Car and bicycle tyres are inflated to a gauge pressure (above ambient): typical car tyres run 200 to 250 kPa (29 to 36 psi), road-bike tyres 600 to 900 kPa (87 to 130 psi). Hydraulic systems exploit P = F / A to multiply force: a small pump pressure acting on a large piston generates a large force, which is how car lifts and hydraulic presses work. In structural engineering, the load a footing exerts on the soil is checked against the allowable bearing pressure, typically 100 to 300 kPa for common soils. Blood pressure is measured in mmHg (normal systolic is roughly 120 mmHg, or about 16 kPa). Deep-sea pressure increases by roughly 100 kPa per 10 m of water depth, reaching about 10,000 kPa (10 MPa, 100 atm) at 1000 m.

Real-world pressure benchmarks

SituationPressure (kPa)Pressure (psi)Level
Human ear damage threshold355.1 Moderate
Standard atmosphere at sea level101.314.7 Reference
Car tyre (typical)22031.9 Moderate
Road bicycle tyre700101.5 High
Espresso machine brewing900130.5 High
Fire hose water pressure1700246.6 Very high
Deep ocean at 1000 m101001464.8 Extreme
Industrial hydraulic press200002901 Extreme

Approximate values for comparison. 1 atm = 101,325 Pa = 14.696 psi = 1.01325 bar = 760 mmHg.

Frequently asked questions

What are the units of pressure?

The SI unit is the pascal (Pa), equal to one newton per square metre (1 N/m²). Common alternatives are the kilopascal (1 kPa = 1000 Pa), the bar (1 bar = 100,000 Pa), the atmosphere (1 atm = 101,325 Pa), pounds per square inch (1 psi = 6894.76 Pa), and millimetres of mercury (1 mmHg = 133.32 Pa). This calculator shows all six simultaneously.

How do I convert pascals to psi?

Divide the pressure in pascals by 6894.757. For example, 2000 Pa / 6894.757 = 0.29 psi. To go the other way, multiply psi by 6894.757. Standard atmospheric pressure is 101,325 Pa = 14.696 psi.

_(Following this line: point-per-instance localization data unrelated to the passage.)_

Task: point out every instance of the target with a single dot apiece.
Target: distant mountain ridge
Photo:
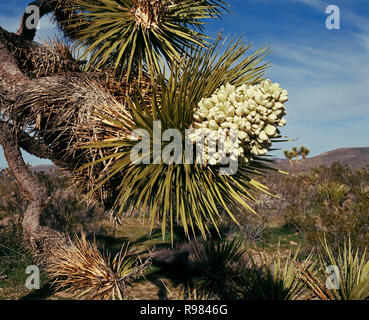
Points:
(355, 158)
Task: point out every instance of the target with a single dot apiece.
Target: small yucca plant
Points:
(273, 279)
(219, 261)
(351, 275)
(190, 194)
(82, 270)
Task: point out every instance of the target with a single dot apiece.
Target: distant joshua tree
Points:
(304, 152)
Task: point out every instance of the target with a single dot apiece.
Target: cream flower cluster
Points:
(243, 119)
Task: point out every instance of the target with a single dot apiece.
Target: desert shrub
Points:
(221, 264)
(81, 269)
(276, 278)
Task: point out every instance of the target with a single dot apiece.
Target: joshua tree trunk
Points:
(39, 239)
(35, 192)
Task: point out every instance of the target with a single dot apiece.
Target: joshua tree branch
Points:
(45, 7)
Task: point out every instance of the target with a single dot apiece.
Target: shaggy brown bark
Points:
(40, 240)
(44, 91)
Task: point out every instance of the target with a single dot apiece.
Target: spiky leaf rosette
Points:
(129, 35)
(190, 193)
(82, 270)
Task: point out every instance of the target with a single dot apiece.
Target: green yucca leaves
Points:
(353, 271)
(275, 279)
(190, 194)
(131, 35)
(219, 261)
(332, 192)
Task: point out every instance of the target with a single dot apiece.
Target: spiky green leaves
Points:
(193, 195)
(130, 35)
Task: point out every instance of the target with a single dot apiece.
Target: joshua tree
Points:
(80, 113)
(289, 155)
(304, 152)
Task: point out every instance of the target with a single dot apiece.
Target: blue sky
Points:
(326, 72)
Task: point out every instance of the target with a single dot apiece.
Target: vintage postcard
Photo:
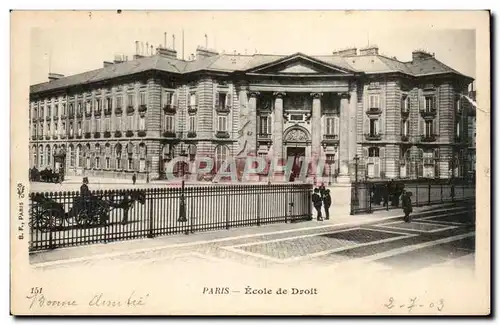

Why does a smaller area give a higher pressure?

Pressure is force divided by area, so for a fixed force, shrinking the area increases the result. A sharp knife blade, a stiletto heel, or a nail point all concentrate force on a tiny contact patch, producing very high pressure. Wide tyres and broad foundations spread the same force over more area to keep pressure low.

How do I solve for force from pressure and area?

Rearrange P = F / A to get F = P x A. Select "Force" in the "Solve for" dropdown, enter the pressure (in any unit) and the area (in any unit), and the calculator converts everything to SI, multiplies, and gives the total force in newtons. This is the principle behind hydraulic rams and pneumatic actuators.

What is gauge pressure versus absolute pressure?

Absolute pressure is measured from a true vacuum (zero). Gauge pressure is measured relative to local atmospheric pressure (about 101.3 kPa or 14.7 psi), so a car tyre at 220 kPa gauge has an absolute pressure of about 321 kPa. This calculator works with the numbers you enter and does not add or subtract atmospheric offset. Car tyre pressures, blood pressure, and most industrial gauges report gauge pressure.

How does pressure change with water depth?

Hydrostatic pressure increases by about 9810 Pa (9.81 kPa, approximately 1.42 psi) for every metre of water depth. At 10 m depth, the water adds roughly one additional atmosphere (101 kPa) of pressure. At 1000 m, the water pressure alone is about 9.8 MPa (1421 psi, 97 atm).